I have four wires labelled NO (normally open), COM (common), L (live) and N (neutral).
Jumping NO and COM seems to do nothing (that was my first attempt - my simplistic view was that this was the thermostat "switch"). Jumping L and NO turns on the CH but it still runs even when the controller is off.
N/C means normally closed and N/O means normally open however what is normal can change, so although N/O would be used in most thermostats to power the central heating, with the flowmasta thermostat I fitted there was a small switch so N/C could be used. The idea was N/O could be used to supply an air conditioning unit, so if the batteries become discharged it would not auto start, but it did mean you could use N/C to supply central heating.
In the main we have the programmer that supplies the thermostats, and the thermostats supply the motorised valves, and the motorised valves supply the boiler, however in some cases the tank thermostat supplies the boiler direct without going through the motorised valve.
With some of the Smart thermostats the thermostat supplies the programmer and programmer does switching.

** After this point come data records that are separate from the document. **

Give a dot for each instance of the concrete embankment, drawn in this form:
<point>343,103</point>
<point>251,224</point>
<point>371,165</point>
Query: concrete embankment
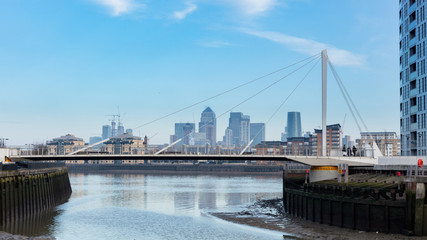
<point>28,193</point>
<point>180,168</point>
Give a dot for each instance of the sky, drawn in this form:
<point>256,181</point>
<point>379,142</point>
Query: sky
<point>65,66</point>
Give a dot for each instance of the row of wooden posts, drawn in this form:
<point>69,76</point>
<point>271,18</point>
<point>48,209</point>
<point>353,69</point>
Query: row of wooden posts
<point>25,194</point>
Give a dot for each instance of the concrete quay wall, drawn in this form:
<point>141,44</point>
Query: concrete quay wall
<point>28,193</point>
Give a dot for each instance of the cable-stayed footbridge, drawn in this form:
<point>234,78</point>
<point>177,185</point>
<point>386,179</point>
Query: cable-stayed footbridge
<point>322,158</point>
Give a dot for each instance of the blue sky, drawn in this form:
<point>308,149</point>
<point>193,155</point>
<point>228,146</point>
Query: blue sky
<point>65,65</point>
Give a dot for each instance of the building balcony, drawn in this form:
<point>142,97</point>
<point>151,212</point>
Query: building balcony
<point>413,93</point>
<point>413,59</point>
<point>412,25</point>
<point>412,8</point>
<point>413,41</point>
<point>413,127</point>
<point>413,109</point>
<point>413,75</point>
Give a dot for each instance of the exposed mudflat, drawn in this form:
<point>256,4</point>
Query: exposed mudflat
<point>8,236</point>
<point>268,214</point>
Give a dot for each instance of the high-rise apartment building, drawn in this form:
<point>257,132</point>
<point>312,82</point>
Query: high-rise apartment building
<point>245,133</point>
<point>106,132</point>
<point>234,123</point>
<point>228,137</point>
<point>186,132</point>
<point>333,141</point>
<point>387,142</point>
<point>240,129</point>
<point>294,125</point>
<point>257,133</point>
<point>413,77</point>
<point>207,125</point>
<point>64,145</point>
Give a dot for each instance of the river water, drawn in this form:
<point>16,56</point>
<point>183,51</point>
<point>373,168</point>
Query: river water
<point>155,206</point>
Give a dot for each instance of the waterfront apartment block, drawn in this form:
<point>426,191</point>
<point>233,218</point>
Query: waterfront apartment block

In the main we use plans, there is the Y, S, W and C the latter came in at least three versions, a combi boiler will normally use a W plan inside the boiler, but for us the user it just has a thermostat there is not programmer.
There are three basic connections for the thermostat, one is 230 volt, the other is 24 volt and last is a varying voltage that does not switch boiler off/on but tells the boiler what output to deliver.
So step one is work out how your boiler is controlled, with Com and N/O marked it is unlikely to be connected to the eBus, but could be either 24 or 230 volt.
So what type of boiler? are there motorised valves? if so how many ports? is there a programmer? As said normally Com to N/O would work, and on odd time Com to N/C with some rare systems both N/O and N/C both used but rare.
Just to close this off. I replaced the controller and all was well. It seems that the wireless thermostat receiver had blown and perhaps damaged the controller in the process. COM and NO were the correct terminals for the thermostat. All working well now with new controller and (wired) thermostat. Thanks for the various replies.